Microsoft Says Russia’s Strontium Behind IoT Hacks


Russian state-sponsored hackers linked to GRU, identified by Microsoft as attacking IoT devices

Russian hackers have been identified by security experts at Microsoft as being behind a series of attacks on IoT devices.

Microsoft’s Threat Intelligence Center said in a blog posting that the Russian state-linked hackers were Strontium.

The Strontium hackers are also known as the Fancy Bear group, or alternatively ‘APT28′ and are closely linked to the Russian military intelligence agency, the GRU.

Russian special forces © Darren Baker, Shutterstock 2012

Strontium hackers

Microsoft has tangled with Russia’s Strontium before.

In August 2018 Redmond foiled the Fancy Bear cyber attack that was targeting US conservative groups including the International Republican Institute and the Hudson Institute think tanks.

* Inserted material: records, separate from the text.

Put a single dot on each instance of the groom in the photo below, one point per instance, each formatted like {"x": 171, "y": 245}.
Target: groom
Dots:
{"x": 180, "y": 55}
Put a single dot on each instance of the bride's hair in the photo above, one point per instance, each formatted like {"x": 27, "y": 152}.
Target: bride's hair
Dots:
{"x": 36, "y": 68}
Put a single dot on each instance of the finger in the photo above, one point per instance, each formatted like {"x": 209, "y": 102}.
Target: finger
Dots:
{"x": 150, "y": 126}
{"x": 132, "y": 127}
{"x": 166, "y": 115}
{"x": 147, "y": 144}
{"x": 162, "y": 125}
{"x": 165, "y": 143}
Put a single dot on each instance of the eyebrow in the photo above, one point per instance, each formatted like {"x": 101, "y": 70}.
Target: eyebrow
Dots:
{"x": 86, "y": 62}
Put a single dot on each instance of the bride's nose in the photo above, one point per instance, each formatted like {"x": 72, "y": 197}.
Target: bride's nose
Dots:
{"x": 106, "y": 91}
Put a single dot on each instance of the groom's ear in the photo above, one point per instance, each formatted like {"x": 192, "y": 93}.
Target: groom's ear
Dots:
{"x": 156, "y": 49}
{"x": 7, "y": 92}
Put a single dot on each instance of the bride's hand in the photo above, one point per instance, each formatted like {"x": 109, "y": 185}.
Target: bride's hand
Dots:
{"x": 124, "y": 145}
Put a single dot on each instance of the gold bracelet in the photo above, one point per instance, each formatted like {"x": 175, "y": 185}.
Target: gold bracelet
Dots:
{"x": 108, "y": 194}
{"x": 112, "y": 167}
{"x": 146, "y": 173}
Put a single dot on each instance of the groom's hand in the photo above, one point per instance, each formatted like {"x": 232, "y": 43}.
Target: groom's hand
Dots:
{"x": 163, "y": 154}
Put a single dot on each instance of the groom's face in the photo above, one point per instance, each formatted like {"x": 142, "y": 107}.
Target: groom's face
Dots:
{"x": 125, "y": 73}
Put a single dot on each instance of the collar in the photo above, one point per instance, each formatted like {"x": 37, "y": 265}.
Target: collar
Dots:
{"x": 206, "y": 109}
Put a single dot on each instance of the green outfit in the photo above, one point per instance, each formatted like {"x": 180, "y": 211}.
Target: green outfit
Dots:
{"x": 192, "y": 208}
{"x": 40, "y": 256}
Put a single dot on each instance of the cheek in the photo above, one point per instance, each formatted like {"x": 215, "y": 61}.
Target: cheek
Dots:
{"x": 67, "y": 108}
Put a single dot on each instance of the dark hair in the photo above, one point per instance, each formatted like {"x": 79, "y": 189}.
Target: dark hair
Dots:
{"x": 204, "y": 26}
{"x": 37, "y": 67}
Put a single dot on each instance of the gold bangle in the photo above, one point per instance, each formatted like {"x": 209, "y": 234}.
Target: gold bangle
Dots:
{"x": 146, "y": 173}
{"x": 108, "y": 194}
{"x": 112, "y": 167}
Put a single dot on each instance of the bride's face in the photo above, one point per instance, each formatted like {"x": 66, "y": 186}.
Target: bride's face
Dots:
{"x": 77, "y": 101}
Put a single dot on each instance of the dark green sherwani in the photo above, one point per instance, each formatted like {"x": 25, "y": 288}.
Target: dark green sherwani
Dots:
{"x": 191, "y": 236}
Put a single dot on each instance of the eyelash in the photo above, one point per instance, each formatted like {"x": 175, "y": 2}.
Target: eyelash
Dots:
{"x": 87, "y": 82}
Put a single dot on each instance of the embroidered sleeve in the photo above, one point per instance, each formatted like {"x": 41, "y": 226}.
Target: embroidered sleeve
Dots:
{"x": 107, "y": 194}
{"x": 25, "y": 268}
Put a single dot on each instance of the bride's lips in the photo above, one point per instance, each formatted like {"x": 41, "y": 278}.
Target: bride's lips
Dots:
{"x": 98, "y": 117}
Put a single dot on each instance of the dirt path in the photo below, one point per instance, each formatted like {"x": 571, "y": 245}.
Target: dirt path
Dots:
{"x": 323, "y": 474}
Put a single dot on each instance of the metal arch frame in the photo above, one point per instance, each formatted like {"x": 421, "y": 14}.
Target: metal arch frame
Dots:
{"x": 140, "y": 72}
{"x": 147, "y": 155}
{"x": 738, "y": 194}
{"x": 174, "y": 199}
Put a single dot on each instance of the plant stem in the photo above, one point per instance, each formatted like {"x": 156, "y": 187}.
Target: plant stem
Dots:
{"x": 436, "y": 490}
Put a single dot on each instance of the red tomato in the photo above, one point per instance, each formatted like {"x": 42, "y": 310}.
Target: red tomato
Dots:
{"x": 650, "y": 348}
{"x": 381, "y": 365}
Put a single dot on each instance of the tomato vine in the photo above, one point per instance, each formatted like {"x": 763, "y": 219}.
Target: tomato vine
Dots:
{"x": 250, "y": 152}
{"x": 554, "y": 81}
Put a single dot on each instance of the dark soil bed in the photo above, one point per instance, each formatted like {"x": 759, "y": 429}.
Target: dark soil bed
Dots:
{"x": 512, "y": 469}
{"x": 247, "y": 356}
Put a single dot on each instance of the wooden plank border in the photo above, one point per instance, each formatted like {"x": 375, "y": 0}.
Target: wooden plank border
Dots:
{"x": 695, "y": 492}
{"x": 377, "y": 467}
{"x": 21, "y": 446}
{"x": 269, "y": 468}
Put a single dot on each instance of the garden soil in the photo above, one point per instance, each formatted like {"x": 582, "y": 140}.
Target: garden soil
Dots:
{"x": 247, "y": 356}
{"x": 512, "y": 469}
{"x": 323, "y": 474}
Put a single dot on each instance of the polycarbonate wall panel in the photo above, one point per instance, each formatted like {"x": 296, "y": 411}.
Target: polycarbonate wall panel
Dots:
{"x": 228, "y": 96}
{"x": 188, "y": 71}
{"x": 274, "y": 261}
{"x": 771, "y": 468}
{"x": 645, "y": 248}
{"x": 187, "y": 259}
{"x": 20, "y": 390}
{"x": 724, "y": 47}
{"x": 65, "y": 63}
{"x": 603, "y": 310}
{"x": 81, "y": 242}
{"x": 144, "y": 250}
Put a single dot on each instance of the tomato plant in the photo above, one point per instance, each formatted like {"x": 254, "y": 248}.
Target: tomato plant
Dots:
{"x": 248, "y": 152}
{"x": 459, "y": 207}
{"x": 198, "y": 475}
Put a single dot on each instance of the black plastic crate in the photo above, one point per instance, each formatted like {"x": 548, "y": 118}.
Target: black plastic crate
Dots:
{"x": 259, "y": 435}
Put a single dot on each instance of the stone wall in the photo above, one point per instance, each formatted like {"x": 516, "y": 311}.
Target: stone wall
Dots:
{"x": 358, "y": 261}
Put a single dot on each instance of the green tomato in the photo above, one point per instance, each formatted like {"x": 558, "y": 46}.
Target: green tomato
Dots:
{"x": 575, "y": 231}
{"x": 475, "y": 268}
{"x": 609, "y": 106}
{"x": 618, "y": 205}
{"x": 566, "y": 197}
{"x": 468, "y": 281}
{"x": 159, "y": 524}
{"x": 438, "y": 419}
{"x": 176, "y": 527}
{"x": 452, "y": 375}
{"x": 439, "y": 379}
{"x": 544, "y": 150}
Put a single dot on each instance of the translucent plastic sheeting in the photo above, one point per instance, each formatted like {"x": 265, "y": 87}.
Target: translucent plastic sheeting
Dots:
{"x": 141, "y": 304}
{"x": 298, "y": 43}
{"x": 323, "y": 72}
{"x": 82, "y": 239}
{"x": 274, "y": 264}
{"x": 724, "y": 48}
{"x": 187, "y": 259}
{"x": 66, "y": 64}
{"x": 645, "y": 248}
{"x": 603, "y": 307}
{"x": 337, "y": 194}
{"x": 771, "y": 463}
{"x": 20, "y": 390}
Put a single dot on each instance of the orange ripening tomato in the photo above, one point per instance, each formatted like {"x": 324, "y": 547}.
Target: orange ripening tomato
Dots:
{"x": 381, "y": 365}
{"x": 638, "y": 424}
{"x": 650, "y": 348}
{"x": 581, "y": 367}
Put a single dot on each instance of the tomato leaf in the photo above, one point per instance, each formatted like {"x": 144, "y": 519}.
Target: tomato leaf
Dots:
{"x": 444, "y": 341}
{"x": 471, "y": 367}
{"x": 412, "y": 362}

It did this when Microsoft security staff gained control of six net domains mimicking their websites.

But in this latest attack however, Strontium attacked three IoT devices (a VoIP phone, an office printer, and a video decoder) across multiple locations.

“In April, security researchers in the Microsoft Threat Intelligence Center discovered infrastructure of a known adversary communicating to several external devices,” blogged Microsoft. “Further research uncovered attempts by the actor to compromise popular IoT devices (a VoIP phone, an office printer, and a video decoder) across multiple customer locations.”

“The investigation uncovered that an actor had used these devices to gain initial access to corporate networks,” said Redmond. “In two of the cases, the passwords for the devices were deployed without changing the default manufacturer’s passwords and in the third instance the latest security update had not been applied to the device.”

These IoT devices gave the Russian hackers an entry point into corporate networks, where they “continued looking for further access.”

“After gaining access to each of the IoT devices, the actor ran tcpdump to sniff network traffic on local subnets,” said Redmond. “ They were also seen enumerating administrative groups to attempt further exploitation. As the actor moved from one device to another, they would drop a simple shell script to establish persistence on the network which allowed extended access to continue hunting. Analysis of network traffic showed the devices were also communicating with an external command and control (C2) server.”

And Microsoft lost little time in identifying the hackers.

“We attribute the attacks on these customers using three popular IoT devices to an activity group that Microsoft refers to as Strontium,” it wrote.

Microsoft said that it has delivered nearly 1,400 nation-state notifications to those who have been targeted or compromised by Strontium. And it said that one in five notifications of Strontium activity was tied to attacks against non-governmental organisations, think tanks, or politically affiliated organizations around the world.

“The remaining 80 percent of Strontium attacks have largely targeted organisations in the following sectors: government, IT, military, defense, medicine, education, and engineering,” said Microsoft. We have also observed and notified Strontium attacks against Olympic organising committees, anti-doping agencies, and the hospitality industry. The “VPN Filter” malware has also been attributed to Strontium by the FBI.”

Russian attacks

The Army General Curtis Scaparrotti, who served as NATO’s Supreme Allied Commander in Europe, last year slammed the ability of the United States to effectively combat Russia’s cyber threats, whilst he was speaking to a US Senate Armed Services Committee hearing.

He said that the US government did not have an effective unified approach to deal with Russia’s cyber threat.

This is despite the fact that US officials and US intelligence agencies have repeatedly warned that Russia is seeking to interfere in US elections, either via social media (to spread fake news, misleading reports or propaganda) or plain old hacking attacks.

The Fancy Bear group is best known for hacking the Democratic National Convention (DNC) and releasing sensitive documents including internal emails ahead of the 2016 US presidential election.